In the new study, the brain-spine interface, as the researchers called it, took advantage of an artificial intelligence thought decoder to read Oskam’s intentions — detectable as electrical signals in his brain — and match them to muscle movements. The etiology of natural movement, from thought to intention to action, was preserved. The only addition, as Courtine described it, was the digital bridge spanning the injured parts of the spine.
Andrew Jackson, a neuroscientist at Newcastle University who was not involved in the study, said, “It raises interesting questions about autonomy and the source of commands. You’re continuing to blur the philosophical boundary between what’s the brain and what’s the technology.”
Jackson added that scientists in the field had been theorising about connecting the brain to spinal cord stimulators for decades but that this represented the first time they had achieved such success in a human patient. “It’s easy to say; it’s much more difficult to do,” he said.
To achieve this result, the researchers first implanted electrodes in Oskam’s skull and spine. The team then used a machine-learning program to observe which parts of the brain lit up as he tried to move different parts of his body. This thought decoder was able to match the activity of certain electrodes with particular intentions: One configuration lit up whenever Oskam tried to move his ankles, another when he tried to move his hips.

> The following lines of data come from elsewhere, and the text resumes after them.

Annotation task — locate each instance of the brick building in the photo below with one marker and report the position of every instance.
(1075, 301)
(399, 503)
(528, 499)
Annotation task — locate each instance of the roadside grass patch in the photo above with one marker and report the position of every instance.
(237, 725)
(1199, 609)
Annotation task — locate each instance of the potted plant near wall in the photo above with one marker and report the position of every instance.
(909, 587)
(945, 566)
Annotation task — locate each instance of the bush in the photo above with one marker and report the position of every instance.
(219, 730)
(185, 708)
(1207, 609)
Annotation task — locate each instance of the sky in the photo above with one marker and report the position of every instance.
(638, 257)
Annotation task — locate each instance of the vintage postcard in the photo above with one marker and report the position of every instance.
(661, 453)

Then the researchers used another algorithm to connect the brain implant to the spinal implant, which was set to send electrical signals to different parts of his body, sparking movement. The algorithm was able to account for slight variations in the direction and speed of each muscle contraction and relaxation. And because the signals between the brain and spine were sent every 300 milliseconds, Oskam could quickly adjust his strategy based on what was working and what wasn’t. Within the first treatment session, he could twist his hip muscles.

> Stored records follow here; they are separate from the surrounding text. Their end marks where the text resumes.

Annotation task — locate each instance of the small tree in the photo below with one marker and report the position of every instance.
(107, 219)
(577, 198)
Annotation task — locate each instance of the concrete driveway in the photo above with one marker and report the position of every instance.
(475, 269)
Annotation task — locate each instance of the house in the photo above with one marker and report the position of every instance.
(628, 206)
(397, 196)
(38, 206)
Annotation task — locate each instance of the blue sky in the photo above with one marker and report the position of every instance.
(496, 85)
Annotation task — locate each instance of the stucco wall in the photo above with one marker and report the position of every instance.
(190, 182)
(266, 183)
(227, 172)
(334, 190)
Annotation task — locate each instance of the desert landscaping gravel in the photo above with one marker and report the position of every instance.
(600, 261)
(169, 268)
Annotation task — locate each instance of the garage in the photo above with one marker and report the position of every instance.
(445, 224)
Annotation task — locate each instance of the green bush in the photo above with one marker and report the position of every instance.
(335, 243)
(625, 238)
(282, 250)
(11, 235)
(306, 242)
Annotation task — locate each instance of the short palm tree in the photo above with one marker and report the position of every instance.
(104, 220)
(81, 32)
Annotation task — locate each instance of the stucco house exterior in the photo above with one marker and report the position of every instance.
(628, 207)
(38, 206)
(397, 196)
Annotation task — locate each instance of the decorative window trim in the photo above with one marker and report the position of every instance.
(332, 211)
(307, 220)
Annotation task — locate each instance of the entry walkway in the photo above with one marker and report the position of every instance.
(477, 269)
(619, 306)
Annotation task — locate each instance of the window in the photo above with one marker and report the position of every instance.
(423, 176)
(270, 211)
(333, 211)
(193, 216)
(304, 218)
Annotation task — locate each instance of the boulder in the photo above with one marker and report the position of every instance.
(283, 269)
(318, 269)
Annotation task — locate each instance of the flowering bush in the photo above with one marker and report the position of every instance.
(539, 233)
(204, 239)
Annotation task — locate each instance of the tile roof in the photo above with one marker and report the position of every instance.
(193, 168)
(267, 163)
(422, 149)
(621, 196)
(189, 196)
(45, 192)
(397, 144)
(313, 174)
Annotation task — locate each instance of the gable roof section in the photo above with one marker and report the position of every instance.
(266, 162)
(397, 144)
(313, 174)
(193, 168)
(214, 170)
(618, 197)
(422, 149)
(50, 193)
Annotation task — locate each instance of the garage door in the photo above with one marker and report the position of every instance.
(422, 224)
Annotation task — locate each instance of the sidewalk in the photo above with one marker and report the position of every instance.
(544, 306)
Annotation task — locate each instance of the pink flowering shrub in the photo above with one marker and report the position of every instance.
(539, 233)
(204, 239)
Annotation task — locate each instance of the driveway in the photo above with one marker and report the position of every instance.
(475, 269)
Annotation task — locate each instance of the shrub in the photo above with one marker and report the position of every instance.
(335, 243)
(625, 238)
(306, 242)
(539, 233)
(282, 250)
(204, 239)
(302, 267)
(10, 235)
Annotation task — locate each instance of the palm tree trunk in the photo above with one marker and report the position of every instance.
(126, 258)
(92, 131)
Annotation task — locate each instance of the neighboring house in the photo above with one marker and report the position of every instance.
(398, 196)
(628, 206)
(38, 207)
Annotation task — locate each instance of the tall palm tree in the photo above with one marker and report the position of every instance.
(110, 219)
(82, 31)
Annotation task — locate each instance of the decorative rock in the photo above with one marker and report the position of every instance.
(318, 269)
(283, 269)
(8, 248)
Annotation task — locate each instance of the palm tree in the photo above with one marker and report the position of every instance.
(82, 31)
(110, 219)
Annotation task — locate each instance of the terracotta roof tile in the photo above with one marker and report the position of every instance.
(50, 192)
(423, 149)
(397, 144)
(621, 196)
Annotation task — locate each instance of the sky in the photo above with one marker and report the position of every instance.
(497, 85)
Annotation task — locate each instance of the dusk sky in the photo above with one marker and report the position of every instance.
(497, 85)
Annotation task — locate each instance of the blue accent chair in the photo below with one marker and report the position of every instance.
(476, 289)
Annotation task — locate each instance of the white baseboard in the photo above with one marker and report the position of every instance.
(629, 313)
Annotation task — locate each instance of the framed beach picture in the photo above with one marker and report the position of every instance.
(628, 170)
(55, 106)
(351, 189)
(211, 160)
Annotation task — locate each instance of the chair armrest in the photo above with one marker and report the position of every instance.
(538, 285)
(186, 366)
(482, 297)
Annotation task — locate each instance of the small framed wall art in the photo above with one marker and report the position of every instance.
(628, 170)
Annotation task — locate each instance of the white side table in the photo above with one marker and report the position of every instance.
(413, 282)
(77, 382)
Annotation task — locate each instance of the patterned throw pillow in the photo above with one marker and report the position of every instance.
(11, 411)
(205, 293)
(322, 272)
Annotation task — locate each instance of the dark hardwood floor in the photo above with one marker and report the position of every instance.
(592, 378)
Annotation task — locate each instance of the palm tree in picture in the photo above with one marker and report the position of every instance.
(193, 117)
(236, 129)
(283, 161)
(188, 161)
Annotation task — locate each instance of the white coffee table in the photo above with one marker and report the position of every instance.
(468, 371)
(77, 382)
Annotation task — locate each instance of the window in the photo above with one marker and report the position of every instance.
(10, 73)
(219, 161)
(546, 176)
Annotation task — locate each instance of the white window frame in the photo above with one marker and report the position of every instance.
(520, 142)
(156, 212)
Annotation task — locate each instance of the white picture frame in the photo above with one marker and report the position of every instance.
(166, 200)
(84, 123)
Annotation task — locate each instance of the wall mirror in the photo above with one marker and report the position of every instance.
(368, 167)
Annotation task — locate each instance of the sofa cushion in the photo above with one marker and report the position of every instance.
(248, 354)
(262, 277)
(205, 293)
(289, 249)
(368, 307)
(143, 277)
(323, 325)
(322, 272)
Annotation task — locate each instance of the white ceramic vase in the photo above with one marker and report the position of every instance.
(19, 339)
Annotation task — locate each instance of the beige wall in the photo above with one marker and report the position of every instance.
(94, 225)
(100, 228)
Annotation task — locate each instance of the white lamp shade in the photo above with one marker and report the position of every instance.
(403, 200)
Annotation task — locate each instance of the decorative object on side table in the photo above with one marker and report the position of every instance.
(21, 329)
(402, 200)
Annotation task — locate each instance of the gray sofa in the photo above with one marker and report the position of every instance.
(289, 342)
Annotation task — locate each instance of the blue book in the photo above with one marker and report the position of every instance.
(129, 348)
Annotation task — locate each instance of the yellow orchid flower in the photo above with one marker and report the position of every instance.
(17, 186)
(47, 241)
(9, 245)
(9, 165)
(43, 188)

Over the next few months, the researchers fine-tuned the brain-spine interface to better fit basic actions like walking and standing. Oskam gained a somewhat healthy-looking gait and was able to traverse steps and ramps with relative ease, even after months without treatment. Moreover, after a year in treatment, he began noticing clear improvements in his movement without the aid of the brain-spine interface. The researchers documented these improvements in weight-bearing, balancing and walking tests.
Now Oskam can walk in a limited way around his house, get in and out of a car and stand at a bar for a drink. For the first time, he said, he feels like he is the one in control.
The researchers acknowledged limitations in their work. Subtle intentions in the brain are difficult to distinguish, and although the current brain-spine interface is suitable for walking, the same probably cannot be said for restoring upper-body movement. The treatment is also invasive, requiring multiple surgeries and hours of physical therapy. The current system does not fix all spinal cord paralysis.
But the team was hopeful that further advances would make the treatment more accessible and more systematically effective. “This is our true objective,” Courtine said, “to make this technology available across the world for all the patients who need it.”